Although the flu season has gotten off to a rather slow start, Cramer says there is still time to benefit by picking up QDEL, which has 70% market share of flu tests, before it reports on February 21. QDEL develops tests not only for flu, but also owns 40%-50% of the market for pregnancy and strep tests. Cramer said, "Diagnostics is one of the best long-term stories out there," and QDEL is a twice-blessed speculative stock which has a clear balance sheet, a buyback program, trades at just 27 times earnings but has a 25% growth rate.
Stanley Associates (SXE)
While SXE was a stock that initially stumped Cramer, he managed to get revenge by putting SXE in the penalty box, since it committed the crime of missing its own estimates by $10 million and declining by 11%. In addition, SXE with an 18.6 multiple which is quite pricey for a company doing so poorly. While SXE might have a decent long-term story, Cramer would stay away from Stanley for now.

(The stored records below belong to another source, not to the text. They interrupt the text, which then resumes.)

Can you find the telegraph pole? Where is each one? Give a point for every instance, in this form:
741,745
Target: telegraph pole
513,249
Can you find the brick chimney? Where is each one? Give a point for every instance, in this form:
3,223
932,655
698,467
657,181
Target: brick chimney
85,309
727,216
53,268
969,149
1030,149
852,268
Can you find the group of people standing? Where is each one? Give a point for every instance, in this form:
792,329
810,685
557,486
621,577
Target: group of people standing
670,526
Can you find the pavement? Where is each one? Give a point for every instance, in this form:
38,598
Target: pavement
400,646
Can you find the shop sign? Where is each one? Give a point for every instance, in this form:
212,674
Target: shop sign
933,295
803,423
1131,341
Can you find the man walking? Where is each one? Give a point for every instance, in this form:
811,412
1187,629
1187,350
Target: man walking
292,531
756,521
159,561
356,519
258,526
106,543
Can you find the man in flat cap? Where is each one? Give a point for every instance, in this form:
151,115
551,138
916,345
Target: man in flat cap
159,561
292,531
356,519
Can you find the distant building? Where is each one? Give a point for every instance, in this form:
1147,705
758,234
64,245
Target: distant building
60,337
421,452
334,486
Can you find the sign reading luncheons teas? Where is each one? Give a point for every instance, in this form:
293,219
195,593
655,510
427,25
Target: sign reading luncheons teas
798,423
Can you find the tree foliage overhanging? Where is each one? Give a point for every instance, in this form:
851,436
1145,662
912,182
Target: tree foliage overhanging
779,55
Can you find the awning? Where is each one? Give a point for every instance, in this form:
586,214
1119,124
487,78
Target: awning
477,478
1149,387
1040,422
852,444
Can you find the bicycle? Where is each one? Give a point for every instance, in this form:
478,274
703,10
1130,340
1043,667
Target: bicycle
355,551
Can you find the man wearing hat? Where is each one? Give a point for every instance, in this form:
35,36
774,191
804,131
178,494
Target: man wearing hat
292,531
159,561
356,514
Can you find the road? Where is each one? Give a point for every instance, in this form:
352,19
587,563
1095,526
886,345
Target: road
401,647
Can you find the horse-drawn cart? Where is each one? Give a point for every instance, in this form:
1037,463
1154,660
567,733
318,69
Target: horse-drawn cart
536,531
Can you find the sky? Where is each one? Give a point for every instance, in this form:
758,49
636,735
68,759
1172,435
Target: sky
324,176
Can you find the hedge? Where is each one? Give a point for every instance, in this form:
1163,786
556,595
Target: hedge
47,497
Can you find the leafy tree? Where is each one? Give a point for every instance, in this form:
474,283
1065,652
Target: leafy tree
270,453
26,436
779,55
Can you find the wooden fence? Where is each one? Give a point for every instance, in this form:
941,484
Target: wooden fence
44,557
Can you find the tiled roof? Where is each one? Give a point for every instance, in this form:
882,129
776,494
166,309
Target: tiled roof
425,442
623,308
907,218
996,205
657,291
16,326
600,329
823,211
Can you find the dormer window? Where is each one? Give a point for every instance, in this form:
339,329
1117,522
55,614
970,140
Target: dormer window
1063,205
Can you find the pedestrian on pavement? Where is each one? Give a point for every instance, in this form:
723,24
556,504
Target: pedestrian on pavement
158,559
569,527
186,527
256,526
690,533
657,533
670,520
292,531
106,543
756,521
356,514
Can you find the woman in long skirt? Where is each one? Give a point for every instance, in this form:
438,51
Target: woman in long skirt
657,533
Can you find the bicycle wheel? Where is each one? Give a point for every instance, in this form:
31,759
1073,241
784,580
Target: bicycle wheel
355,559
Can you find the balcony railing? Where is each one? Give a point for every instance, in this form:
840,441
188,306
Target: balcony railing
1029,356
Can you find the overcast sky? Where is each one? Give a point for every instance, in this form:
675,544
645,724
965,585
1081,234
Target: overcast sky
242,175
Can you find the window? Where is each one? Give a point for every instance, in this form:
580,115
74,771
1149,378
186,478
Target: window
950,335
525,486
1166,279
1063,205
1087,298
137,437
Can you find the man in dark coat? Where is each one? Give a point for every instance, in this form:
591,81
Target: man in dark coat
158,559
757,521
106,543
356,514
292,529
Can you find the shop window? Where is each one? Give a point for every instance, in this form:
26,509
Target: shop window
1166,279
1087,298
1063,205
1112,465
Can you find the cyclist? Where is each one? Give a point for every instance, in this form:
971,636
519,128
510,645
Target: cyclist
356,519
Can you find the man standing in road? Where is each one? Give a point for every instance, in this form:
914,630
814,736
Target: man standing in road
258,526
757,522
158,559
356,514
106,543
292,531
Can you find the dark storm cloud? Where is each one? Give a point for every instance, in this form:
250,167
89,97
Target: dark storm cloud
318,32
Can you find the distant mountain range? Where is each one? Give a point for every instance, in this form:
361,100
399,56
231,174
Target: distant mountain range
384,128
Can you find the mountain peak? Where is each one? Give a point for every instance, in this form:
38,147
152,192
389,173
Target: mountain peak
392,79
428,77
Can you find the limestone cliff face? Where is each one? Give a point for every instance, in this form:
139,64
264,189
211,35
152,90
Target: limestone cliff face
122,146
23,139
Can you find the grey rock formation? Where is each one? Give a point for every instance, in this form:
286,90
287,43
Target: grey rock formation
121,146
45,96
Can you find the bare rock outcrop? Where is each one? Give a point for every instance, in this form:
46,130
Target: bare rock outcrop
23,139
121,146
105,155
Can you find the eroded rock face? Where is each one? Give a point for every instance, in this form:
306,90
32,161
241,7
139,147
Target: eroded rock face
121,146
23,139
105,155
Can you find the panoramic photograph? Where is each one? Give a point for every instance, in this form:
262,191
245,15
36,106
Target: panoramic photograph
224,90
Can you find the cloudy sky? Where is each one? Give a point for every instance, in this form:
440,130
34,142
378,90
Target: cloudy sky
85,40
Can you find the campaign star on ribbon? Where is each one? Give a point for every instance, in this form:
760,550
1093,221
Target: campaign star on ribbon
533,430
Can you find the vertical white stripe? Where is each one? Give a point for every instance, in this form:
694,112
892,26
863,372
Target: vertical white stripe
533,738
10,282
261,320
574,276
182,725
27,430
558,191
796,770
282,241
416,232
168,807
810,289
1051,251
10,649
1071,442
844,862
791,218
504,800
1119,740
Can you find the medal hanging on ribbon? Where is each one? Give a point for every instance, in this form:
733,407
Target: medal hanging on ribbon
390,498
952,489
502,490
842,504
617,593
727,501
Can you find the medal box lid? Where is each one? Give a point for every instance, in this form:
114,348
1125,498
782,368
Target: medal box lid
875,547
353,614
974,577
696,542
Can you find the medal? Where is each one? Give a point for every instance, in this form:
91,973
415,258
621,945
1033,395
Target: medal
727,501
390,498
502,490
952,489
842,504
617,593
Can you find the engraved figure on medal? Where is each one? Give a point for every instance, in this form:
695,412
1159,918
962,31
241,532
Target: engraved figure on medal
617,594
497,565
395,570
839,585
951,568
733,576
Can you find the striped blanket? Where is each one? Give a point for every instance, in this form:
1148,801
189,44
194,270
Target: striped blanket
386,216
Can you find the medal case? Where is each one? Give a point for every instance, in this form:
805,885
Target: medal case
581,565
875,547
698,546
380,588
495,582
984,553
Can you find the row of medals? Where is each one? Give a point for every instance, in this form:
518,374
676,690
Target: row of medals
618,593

CEO Interview: T.J Rodgers: Cypress Semiconductor (CY)
On news Best Buy is cutting its profit forecast, Cramer wondered if CY, which produces chips for consumer electronics, is feeling the pain. Rodgers said the recent decline in CY's stock price wad caused by the performance its subsidiary Sunpower as the solar sector is slowing. For every $4 Sunpower moves, CY moves $1 in the same direction. Once the consumer is ready to spend again, things will look better for solar, consumer electronics and CY, Rodgers said.